Asked to explain why three of the jail’s most-dangerous people would be housed together in the same pod, the sheriff and his assistant warden, Eric Shay, explained that the pod is one of the smallest in the facility and therefore one of the most secure.

There were three inmates in a pod that holds four people. That fourth-floor pod consists of two cells on each of two levels and a common area containing a table. Though the men were there because of their classification as dangerous, they were not confined to their cells.

“We have state standards that our jail has to follow. We can’t put these guys on 24-hour lockdown. The state says we’re not allowed to do that,” Altiere said.

The most-dangerous inmates are kept together to avoid having them near inmates classified as less dangerous, the sheriff said.

Corrections officers are faced with dangers every day, he added. “Our office didn’t do anything wrong with the way we check these people. It’s standard. We have to realize that these people are in here 24 hours a day, seven days a week, and they can dream up anything.”

He added that the Trumbull County jail holds 315 inmates. “We have a lot of felons. We have a lot of bad people, and we only have so many places to put them.”

Altiere said this is the first hostage situation that has occurred during his 21-year career in charge of the Trumbull County jail.

He said he thinks the weapon the inmates used was made from plastic spoons, but the pod is now “sealed off,” and officials were unable to see inside of the cell during the standoff.
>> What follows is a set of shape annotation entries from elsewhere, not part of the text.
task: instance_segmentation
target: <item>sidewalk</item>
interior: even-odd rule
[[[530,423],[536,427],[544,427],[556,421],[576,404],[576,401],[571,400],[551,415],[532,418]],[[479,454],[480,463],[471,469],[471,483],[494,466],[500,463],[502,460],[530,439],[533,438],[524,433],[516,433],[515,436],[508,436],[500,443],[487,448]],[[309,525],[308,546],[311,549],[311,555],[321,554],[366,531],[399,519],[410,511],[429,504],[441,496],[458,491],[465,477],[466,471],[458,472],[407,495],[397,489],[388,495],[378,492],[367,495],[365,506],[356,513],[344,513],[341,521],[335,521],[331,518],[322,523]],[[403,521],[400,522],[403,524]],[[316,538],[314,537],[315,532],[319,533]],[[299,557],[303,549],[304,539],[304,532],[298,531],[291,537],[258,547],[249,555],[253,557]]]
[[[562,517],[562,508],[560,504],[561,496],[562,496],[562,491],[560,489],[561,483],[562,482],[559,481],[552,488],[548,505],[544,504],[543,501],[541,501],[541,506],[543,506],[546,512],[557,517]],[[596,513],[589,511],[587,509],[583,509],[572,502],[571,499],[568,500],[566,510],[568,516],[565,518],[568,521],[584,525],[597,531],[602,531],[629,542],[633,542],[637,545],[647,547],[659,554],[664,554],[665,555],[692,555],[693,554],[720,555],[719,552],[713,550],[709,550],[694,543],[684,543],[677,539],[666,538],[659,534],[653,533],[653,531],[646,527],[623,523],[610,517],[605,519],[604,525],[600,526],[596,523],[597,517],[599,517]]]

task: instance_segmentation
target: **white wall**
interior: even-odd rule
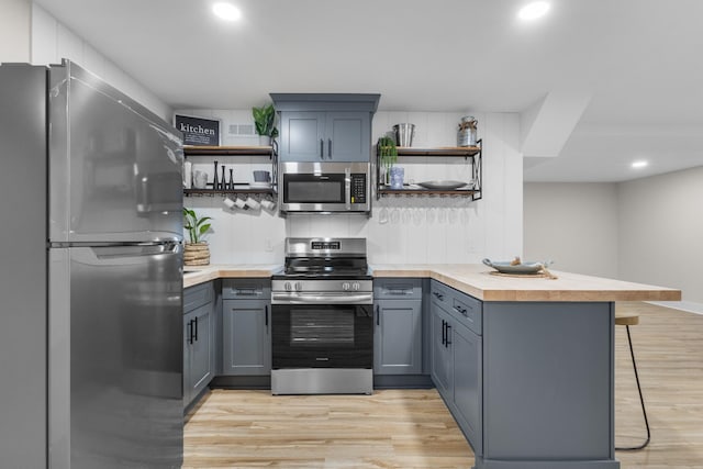
[[[618,277],[615,183],[525,183],[525,259],[554,270]]]
[[[620,271],[703,303],[703,167],[623,182]]]
[[[0,63],[30,62],[31,3],[0,0]]]
[[[525,257],[703,303],[702,202],[703,167],[620,183],[525,183]]]
[[[217,118],[222,127],[252,121],[249,110],[178,110],[180,114]],[[413,146],[454,146],[456,129],[466,113],[377,112],[372,141],[392,125],[416,125]],[[372,216],[289,215],[249,213],[224,209],[222,197],[192,197],[187,206],[214,220],[209,236],[213,263],[282,263],[286,236],[361,236],[368,239],[371,263],[477,263],[483,257],[512,258],[522,254],[522,155],[517,150],[517,114],[472,113],[483,138],[483,200],[462,198],[383,198],[373,201]],[[224,145],[255,144],[256,137],[232,137]],[[200,169],[212,177],[212,157],[198,157]],[[429,161],[432,159],[432,163]],[[193,159],[196,161],[196,159]],[[265,168],[266,157],[223,157],[235,170],[235,180],[252,180],[253,169]],[[464,158],[402,158],[405,179],[470,179]],[[382,221],[386,211],[388,223]]]
[[[68,58],[171,122],[170,107],[36,3],[32,4],[31,24],[31,59],[27,57],[24,62],[47,65],[60,64],[62,58]]]

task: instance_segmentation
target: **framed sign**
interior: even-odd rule
[[[183,145],[220,146],[220,121],[176,114],[176,129],[183,133]]]

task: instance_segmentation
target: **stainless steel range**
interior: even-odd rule
[[[373,287],[365,238],[287,238],[271,304],[274,394],[373,391]]]

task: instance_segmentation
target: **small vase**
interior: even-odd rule
[[[210,264],[210,246],[208,243],[186,243],[183,247],[185,266],[207,266]]]

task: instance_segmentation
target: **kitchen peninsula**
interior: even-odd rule
[[[677,301],[676,289],[554,271],[501,277],[483,265],[371,265],[375,281],[424,279],[425,353],[477,469],[616,469],[616,301]],[[267,277],[275,266],[212,266]],[[210,273],[205,273],[210,272]]]

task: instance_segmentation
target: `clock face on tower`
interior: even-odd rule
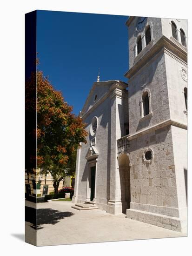
[[[138,32],[140,31],[144,27],[146,21],[146,17],[139,17],[138,18],[136,25],[136,30]]]

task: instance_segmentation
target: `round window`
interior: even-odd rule
[[[96,116],[93,117],[91,125],[90,133],[92,136],[95,134],[98,124],[98,119]]]
[[[147,151],[145,154],[145,157],[146,160],[151,160],[152,158],[152,153],[151,151]]]
[[[145,163],[151,163],[153,157],[153,152],[151,148],[146,148],[143,154],[143,160]]]

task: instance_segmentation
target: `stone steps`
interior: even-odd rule
[[[83,202],[76,203],[74,205],[72,206],[72,208],[80,211],[81,210],[93,210],[97,209],[98,207],[96,204]]]

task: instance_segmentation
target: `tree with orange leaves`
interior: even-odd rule
[[[86,143],[87,134],[80,117],[72,114],[73,107],[64,101],[61,92],[53,88],[42,71],[32,74],[28,88],[31,86],[32,90],[35,81],[36,106],[31,102],[28,105],[36,108],[37,168],[44,174],[51,173],[57,194],[60,182],[73,174],[72,159],[80,142]]]

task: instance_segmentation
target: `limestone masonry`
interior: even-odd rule
[[[186,231],[187,20],[130,16],[126,24],[128,83],[93,83],[72,202]]]

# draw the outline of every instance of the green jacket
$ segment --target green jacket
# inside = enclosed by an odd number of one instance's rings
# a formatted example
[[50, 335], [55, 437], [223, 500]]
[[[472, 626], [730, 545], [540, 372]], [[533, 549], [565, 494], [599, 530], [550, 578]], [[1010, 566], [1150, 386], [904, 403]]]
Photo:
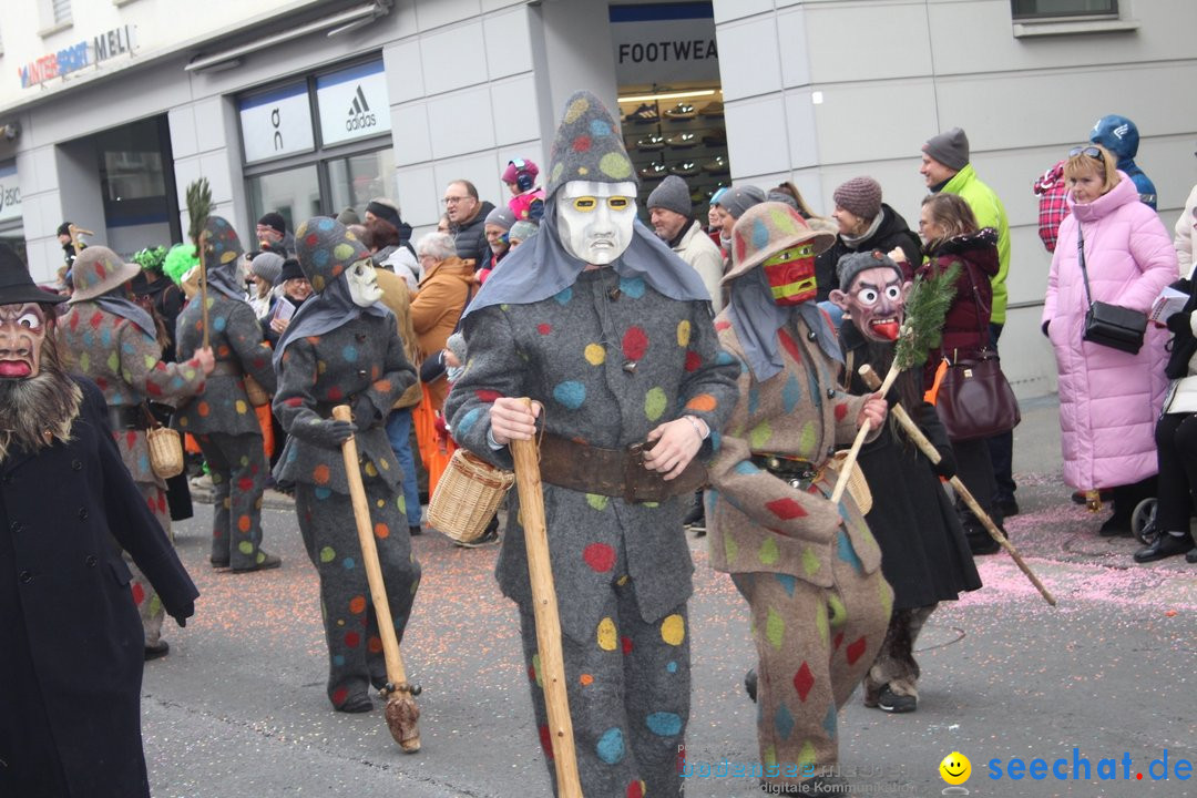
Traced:
[[997, 231], [997, 274], [990, 279], [994, 286], [994, 312], [990, 322], [1005, 324], [1005, 275], [1010, 270], [1010, 224], [1005, 220], [1005, 208], [994, 189], [980, 182], [972, 164], [952, 176], [942, 189], [946, 194], [959, 194], [972, 208], [979, 227]]

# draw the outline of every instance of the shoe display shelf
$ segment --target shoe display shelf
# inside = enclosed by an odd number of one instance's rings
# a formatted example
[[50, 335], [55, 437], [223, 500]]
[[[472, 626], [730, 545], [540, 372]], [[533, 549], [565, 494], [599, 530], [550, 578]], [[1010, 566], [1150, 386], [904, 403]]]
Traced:
[[705, 221], [706, 205], [731, 183], [723, 103], [621, 103], [624, 146], [640, 179], [638, 203], [648, 218], [648, 199], [667, 175], [689, 187], [695, 215]]

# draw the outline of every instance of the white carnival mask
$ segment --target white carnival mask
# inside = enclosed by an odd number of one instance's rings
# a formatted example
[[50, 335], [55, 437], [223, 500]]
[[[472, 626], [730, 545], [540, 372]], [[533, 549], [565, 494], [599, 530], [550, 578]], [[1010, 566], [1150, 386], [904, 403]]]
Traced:
[[358, 307], [369, 307], [382, 299], [382, 288], [378, 287], [378, 275], [375, 273], [373, 263], [369, 258], [363, 258], [350, 266], [345, 270], [345, 279], [350, 281], [350, 298]]
[[591, 266], [606, 266], [632, 243], [636, 183], [570, 181], [557, 191], [561, 246]]

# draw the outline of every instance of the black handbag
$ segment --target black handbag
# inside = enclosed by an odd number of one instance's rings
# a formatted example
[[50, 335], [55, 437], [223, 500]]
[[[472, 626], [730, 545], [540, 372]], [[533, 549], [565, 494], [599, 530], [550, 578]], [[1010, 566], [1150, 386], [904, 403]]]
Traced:
[[[965, 267], [972, 282], [978, 321], [988, 313], [982, 309], [977, 281]], [[1009, 432], [1022, 421], [1014, 389], [1002, 373], [997, 353], [983, 349], [976, 358], [948, 364], [940, 382], [935, 409], [950, 440], [978, 440]]]
[[1143, 348], [1143, 334], [1147, 333], [1147, 313], [1106, 301], [1093, 301], [1089, 293], [1089, 272], [1084, 268], [1084, 237], [1080, 223], [1076, 225], [1076, 252], [1081, 262], [1081, 276], [1084, 278], [1084, 298], [1089, 309], [1084, 311], [1083, 340], [1099, 346], [1138, 354]]
[[949, 364], [936, 394], [935, 409], [952, 440], [991, 438], [1022, 421], [1019, 400], [994, 352]]

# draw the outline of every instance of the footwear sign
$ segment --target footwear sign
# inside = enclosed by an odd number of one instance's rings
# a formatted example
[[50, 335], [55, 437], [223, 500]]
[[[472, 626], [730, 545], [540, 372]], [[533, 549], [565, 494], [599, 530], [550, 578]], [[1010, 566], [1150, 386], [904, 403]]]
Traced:
[[323, 144], [340, 144], [390, 130], [390, 102], [382, 61], [316, 78]]
[[719, 50], [710, 4], [610, 6], [619, 85], [719, 80]]

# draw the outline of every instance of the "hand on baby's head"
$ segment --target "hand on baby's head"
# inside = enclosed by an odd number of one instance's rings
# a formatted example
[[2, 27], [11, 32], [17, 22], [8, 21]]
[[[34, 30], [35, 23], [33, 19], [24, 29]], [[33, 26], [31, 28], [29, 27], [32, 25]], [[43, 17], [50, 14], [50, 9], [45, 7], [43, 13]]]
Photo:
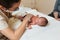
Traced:
[[45, 17], [33, 16], [31, 18], [31, 22], [29, 23], [29, 28], [31, 29], [31, 25], [39, 25], [45, 27], [48, 24], [48, 20]]

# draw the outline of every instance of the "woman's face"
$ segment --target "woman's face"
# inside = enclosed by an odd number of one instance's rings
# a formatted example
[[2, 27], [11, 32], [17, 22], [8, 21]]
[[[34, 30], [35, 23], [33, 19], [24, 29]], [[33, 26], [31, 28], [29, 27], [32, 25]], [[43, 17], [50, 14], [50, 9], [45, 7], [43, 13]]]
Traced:
[[15, 11], [17, 8], [19, 8], [20, 2], [14, 3], [11, 8], [8, 10], [10, 11]]

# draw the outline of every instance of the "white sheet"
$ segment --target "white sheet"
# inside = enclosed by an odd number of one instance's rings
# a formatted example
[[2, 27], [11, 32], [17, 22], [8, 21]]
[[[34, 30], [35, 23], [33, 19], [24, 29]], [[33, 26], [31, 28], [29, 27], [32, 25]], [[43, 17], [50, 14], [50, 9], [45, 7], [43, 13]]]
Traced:
[[[45, 14], [42, 14], [35, 9], [26, 9], [26, 11], [33, 15], [46, 17], [49, 24], [46, 27], [33, 25], [31, 30], [26, 30], [20, 40], [60, 40], [60, 21], [55, 20]], [[19, 23], [18, 23], [19, 24]]]

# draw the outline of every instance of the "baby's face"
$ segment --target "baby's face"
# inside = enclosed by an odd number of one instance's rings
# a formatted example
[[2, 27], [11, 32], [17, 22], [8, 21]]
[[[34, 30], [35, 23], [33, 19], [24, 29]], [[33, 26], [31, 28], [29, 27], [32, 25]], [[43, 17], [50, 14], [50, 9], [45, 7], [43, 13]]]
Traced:
[[45, 23], [45, 19], [44, 18], [38, 18], [38, 19], [36, 19], [36, 24], [40, 25], [40, 26], [45, 25], [46, 24]]

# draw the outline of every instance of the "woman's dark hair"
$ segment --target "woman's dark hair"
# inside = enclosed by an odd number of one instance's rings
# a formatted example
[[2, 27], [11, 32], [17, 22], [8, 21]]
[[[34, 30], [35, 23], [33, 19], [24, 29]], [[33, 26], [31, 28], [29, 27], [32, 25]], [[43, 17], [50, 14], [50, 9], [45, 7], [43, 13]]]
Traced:
[[21, 0], [0, 0], [0, 5], [4, 6], [6, 9], [9, 9], [14, 3], [17, 3], [19, 1]]

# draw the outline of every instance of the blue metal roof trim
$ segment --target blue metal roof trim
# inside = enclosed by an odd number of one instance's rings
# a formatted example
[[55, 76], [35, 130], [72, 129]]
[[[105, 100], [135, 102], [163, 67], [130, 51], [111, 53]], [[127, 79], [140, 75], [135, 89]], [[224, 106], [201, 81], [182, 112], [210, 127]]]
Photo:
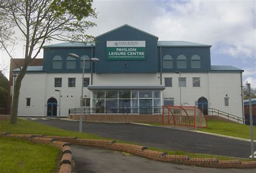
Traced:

His opinion of what the weapon was made from comes from video surveillance of the pod, Altiere said.

The sheriff said the incident will be a learning tool for jail personnel here and elsewhere — adding that one thing he learned is that when there’s a hostage situation like this, “You need a lot of mutual aid.”

Personnel from a variety of agencies came to help and be ready to act in a variety of ways depending on how the situation played out, such as needing to break into the pod.

The Ohio Department of Rehabilitation and Corrections Bureau of Adult Detention will review the incident as part of its annual review process, Shay said. It’s not known yet whether the incident will require more than that, he added.

Cole said the experience of negotiating with three inmates in a jail was unique for him. But trained hostage negotiators realize “every situation is different,” and arrive prepared to deal with what comes their way.

Cole said he talked to Lynn during the ordeal. Cole and another hostage negotiator were in a room separate from the inmates and Lynn, talking with them on Lynn’s portable radio and his cellphone.

“The officer — he was calm. He did a fantastic job. For being in the situation he was in, he did a fantastic job. I had the opportunity to meet him when this was over,” Cole said.

Cole said his main emotion when the standoff ended about 8:30 p.m. was gratitude. But what he did was nothing heroic, only the end result of a desire to see everyone end their day safely: “That was compassion for that officer who found himself in that situation, and I just tried to do everything I could to get him out unharmed, the rest of the responding officers ... unharmed, and the inmates themselves unharmed.”

Cole said he was prepared to stay as long as necessary. “One thing with negotiations, and we preach this, that time is always on our side. The longer it goes, the better. So time was not a problem for me, ready to engage as long as we had to engage.”